Background: For patients with hormone receptor positive metastatic breast cancer (MBC), both steroidal and non-steroidal aromatase inhibitors (AIs) have demonstrated efficacy as initial and subsequent lines of treatment in trials comparing them with other hormonal agents like tamoxifen and megestrol acetate. Patients with MBC and predominant visceral involvement have a shortened survival compared to those with non-visceral disease. These patients are usually treated with chemotherapy, with under-utilization of endocrine strategies due to fear of rapid progression. In this review, we present the available data for both classes of AIs in patients with visceral predominant MBC and examine efficacy and safety differences between them.

Methods: An exhaustive Medline search to retrieve published articles based on pre-defined inclusion criteria was conducted. Data from 13 published studies of randomized comparisons of the two classes of AIs with other hormonal therapies or each other form the basis of the efficacy analyses in this report.
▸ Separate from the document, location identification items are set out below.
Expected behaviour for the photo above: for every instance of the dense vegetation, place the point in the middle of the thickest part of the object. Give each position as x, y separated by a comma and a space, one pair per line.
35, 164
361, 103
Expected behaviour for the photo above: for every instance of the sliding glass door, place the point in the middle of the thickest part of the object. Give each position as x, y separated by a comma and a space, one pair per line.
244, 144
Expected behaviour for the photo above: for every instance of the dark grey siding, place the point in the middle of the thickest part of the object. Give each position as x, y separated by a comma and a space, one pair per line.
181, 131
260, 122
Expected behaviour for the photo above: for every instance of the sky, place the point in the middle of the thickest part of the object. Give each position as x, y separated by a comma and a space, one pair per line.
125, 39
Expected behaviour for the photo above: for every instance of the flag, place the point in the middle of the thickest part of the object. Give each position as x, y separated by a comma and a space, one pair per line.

Conclusion: Based on our review of the available data, we argue that their manageable toxicity profile with demonstrable clinical benefit supports the use of both classes of AIs, with no significant efficacy differences between the agents, in appropriately selected patients with visceral predominant MBC. Due to the lack of randomized trial data comparing the two classes of AIs in this setting with the exception of one study, the comparisons in this review are mostly indirect and need confirmation in future prospective trials. This is likely to come from comparative trials in the adjuvant setting like the FACE and the MA-27 trials.